The heart is a strongly coupled multi-physics and multi-scale system. Electrical waves trigger contraction, contraction deforms the cardiac wall, and this deformation drives the blood flow inside the chamber. Most computational models focus on only one or two of these aspects. Here, we aim to integrate all three in a single computational setting.

A particular motivation is the left atrium, since atrial fibrillation is one of the most common cardiac pathologies and is often associated with abnormal electrical activity originating in this chamber.

Scientific aim

Our current objective is a “simple-full model” of the left atrium: simplify the geometry, while keeping the full coupled dynamics.

• Electrical activation propagates in the atrial wall and triggers contraction.
• The deformable wall interacts with the blood as a moving fluid boundary.
• The atrium receives blood from the four pulmonary veins.
• Blood exits through the mitral valve toward the left ventricle.

Model ingredients

• Electrophysiology: reaction-diffusion equations for cardiac activation wave propagation.
• Solid mechanics: nonlinear tissue mechanics with active contraction.
• Fluid dynamics: incompressible Newtonian flow inside the atrial cavity.
• Fluid-Structure Interaction (FSI): consistency of velocity and forces at the moving interface.
• Numerical methods: finite elements, weak formulations, sparse matrix solvers, and coupled time integration.

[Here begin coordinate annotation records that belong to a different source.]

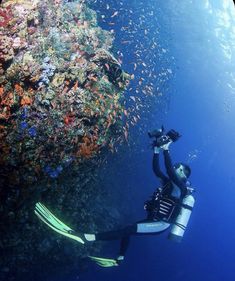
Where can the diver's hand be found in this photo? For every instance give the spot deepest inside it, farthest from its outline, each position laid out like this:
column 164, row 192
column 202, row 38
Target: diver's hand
column 156, row 149
column 120, row 259
column 166, row 146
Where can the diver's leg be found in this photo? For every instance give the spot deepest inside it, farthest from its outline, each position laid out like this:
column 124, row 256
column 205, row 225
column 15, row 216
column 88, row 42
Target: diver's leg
column 151, row 227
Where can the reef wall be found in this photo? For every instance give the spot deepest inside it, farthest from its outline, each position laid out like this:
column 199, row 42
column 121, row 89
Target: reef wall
column 61, row 107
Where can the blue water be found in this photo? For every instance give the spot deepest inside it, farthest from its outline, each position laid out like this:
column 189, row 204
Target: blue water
column 199, row 102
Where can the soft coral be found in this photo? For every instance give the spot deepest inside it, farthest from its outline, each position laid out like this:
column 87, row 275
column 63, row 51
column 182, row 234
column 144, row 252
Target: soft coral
column 5, row 16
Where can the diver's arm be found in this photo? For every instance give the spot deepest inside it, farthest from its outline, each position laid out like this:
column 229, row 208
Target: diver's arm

At the present stage, the fluid subproblem is solved with MIGFLOW, and the coupled system is handled with a partitioned strongly coupled FSI scheme with sub-iterations.

Current status

We have built a first 2D model of the left atrial cavity that includes:

• mechanics of the deformable atrial wall,
• fluid dynamics inside the chamber,
• active tension associated with electrical activation,
• and coupling to a 0D circulation model for realistic boundary conditions.

This first model already shows a reasonable quantitative agreement with the corresponding 0D model in terms of pressure-volume behavior. The most delicate parts so far have been the FSI coupling and the boundary conditions at inlet and outlet.

More realistic geometries, better constitutive laws, and stronger links with physiological and clinical data are natural next steps.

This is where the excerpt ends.